Monday, June 17, 2019

Toxic Stress in Relationships


“Whatever relationships you have attracted in your life at this moment, are precisely the ones you need in your life at this moment.  There is a hidden meaning behind all events and this hidden meaning is serving your own evolution.”                                              

                                         -          Deepak Chopra

There may be individuals in our lives whom we do not plan to sever ties with, however, their words and actions often cause us great distress.  This distress goes beyond mild annoyance or irritation.  It can actually be toxic to our self-image, feeling of emotional safety, and sense of competency. 

 CHARACTERISTICS OF ‘TOXIC STRESS’ ARE:   

 All-consuming.  We may be able to identify a specific emotion or two that gets triggered by a toxic person, however, the stress seeps into the core self and triggers negative beliefs about who we are.  Examples of these negative beliefs are: ‘I am not lovable’, ‘ I am worthless’, ‘I am weak’, ‘ I am helpless’.   We carry negative beliefs with us into every situation and make decisions, based on these beliefs, about who to trust, what challenges to confront, and whether or not we learn from our experiences.

Physical. The effects of toxic stress are felt severely in the body from migraines and back pain to irritable bowel syndrome and other gastrointestinal maladies.  The physical discomfort serves to distract us from the emotional pain that is triggered by the person toxic to us.  Emotions occur in our bodies before the conscious mind is able to label them. Consider common sayings like, “he is such a pain in the neck” or “she is a pain in the ass” or “I wish he would get off my back.” Ask yourself- How would I describe this toxic stress in bodily terms.

Persistent.  The residue of interactions with a toxic person can remain with us for days, weeks, even months after an encounter.  If we do not explore and work through our emotional distress, eventually it becomes stored in our brain until the next encounter and we end up with a tangled mess of unreleased emotions from all the previous interactions with the person.  When we become triggered, meaning our brain connects our current experience with the previous ones, the ‘mess’ pops out from our emotional ‘junk drawer’.  This toxic stress overwhelms us and compromises our ability to respond in a rational, healthy way.

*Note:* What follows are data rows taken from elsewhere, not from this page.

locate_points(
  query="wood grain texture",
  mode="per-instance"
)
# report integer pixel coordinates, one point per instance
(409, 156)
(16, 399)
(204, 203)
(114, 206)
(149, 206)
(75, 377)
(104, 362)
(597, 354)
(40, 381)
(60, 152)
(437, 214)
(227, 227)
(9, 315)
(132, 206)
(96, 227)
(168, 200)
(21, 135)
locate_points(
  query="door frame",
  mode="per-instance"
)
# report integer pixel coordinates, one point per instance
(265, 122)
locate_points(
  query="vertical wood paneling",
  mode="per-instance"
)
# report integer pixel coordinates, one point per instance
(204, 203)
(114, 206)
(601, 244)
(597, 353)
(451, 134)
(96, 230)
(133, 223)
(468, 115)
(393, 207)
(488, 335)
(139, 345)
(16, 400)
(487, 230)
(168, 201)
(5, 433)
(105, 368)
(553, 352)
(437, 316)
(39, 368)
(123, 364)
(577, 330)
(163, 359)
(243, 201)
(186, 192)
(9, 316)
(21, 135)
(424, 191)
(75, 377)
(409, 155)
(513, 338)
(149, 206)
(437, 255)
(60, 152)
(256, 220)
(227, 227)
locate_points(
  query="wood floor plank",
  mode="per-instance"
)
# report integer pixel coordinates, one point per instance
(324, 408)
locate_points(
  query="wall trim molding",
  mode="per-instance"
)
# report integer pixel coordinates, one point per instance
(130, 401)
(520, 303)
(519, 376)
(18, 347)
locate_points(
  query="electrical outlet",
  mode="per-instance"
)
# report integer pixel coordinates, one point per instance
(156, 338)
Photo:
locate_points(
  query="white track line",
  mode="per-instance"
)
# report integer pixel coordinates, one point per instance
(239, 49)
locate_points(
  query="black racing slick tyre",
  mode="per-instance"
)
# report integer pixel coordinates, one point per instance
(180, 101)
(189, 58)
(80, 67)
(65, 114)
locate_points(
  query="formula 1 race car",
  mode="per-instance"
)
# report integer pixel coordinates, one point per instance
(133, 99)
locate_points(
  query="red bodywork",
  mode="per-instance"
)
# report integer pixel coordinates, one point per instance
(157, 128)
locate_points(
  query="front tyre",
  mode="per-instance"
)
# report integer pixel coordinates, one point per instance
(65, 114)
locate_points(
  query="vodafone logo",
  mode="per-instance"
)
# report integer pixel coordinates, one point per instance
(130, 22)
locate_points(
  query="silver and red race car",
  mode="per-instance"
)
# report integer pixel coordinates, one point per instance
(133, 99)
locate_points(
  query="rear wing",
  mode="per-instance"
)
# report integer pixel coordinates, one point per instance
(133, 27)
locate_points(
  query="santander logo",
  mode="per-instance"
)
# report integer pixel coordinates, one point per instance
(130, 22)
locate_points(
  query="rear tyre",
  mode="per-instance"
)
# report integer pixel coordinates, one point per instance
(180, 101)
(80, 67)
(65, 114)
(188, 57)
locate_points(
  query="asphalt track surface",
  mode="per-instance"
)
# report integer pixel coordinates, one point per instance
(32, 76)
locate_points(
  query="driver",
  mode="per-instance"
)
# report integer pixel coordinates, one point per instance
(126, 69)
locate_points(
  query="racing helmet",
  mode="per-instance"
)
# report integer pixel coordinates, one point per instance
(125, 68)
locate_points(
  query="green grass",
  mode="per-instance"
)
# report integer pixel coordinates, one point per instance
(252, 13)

Setting and maintaining boundaries in a relationship with a person who is toxic to us is the key to preserving our emotional health. The same way we take action to protect our physical health from toxicity in the physical environment, we need to protect our emotional health from toxicity in human relationships.

Consider this scenario:

Your neighbor next door is in the back yard spraying a tree with a toxic pesticide.  Would you walk into your back yard with no face mask, your skin exposed, lean over the fence, and have a conversation with this neighbor?

If it was really necessary to interact with the neighbor, you might take precautions and physically shield your skin, remain a good distance away from the toxicity, or wait until there is a time when it is safer to approach this person.

WHEN IT COMES TO EMOTIONAL TOXICITY YOU CAN:

Take Precautions.  Mentally prepare yourself  or  ‘psych yourself up’  by using some relaxation tools, positive affirmations, identifying any expectations, and even writing down specific statements you can use to set boundaries.

Keep your distance. Consider who else will be present, the location, activity involved, and purpose of the encounter.  Create some distance by having a buffer, someone you trust to run interference for you. 

Most important of all, is to weigh the necessity of interacting with the toxic person, know that you are in charge of your own emotional health, and believe that you have the personal right to choose how much toxicity, if any, you wish to be exposed to.

From a spiritual perspective, it just may be that this toxic person is a gift from the universe, someone most able to trigger an issue that needs to be addressed by you in order to continue on your journey toward healing.  Basically, if your ‘stuff’ doesn’t come to the surface, you can’t work on it.

May we all work toward releasing toxic stress in relationships, setting healthy boundaries, and confronting our emotional triggers.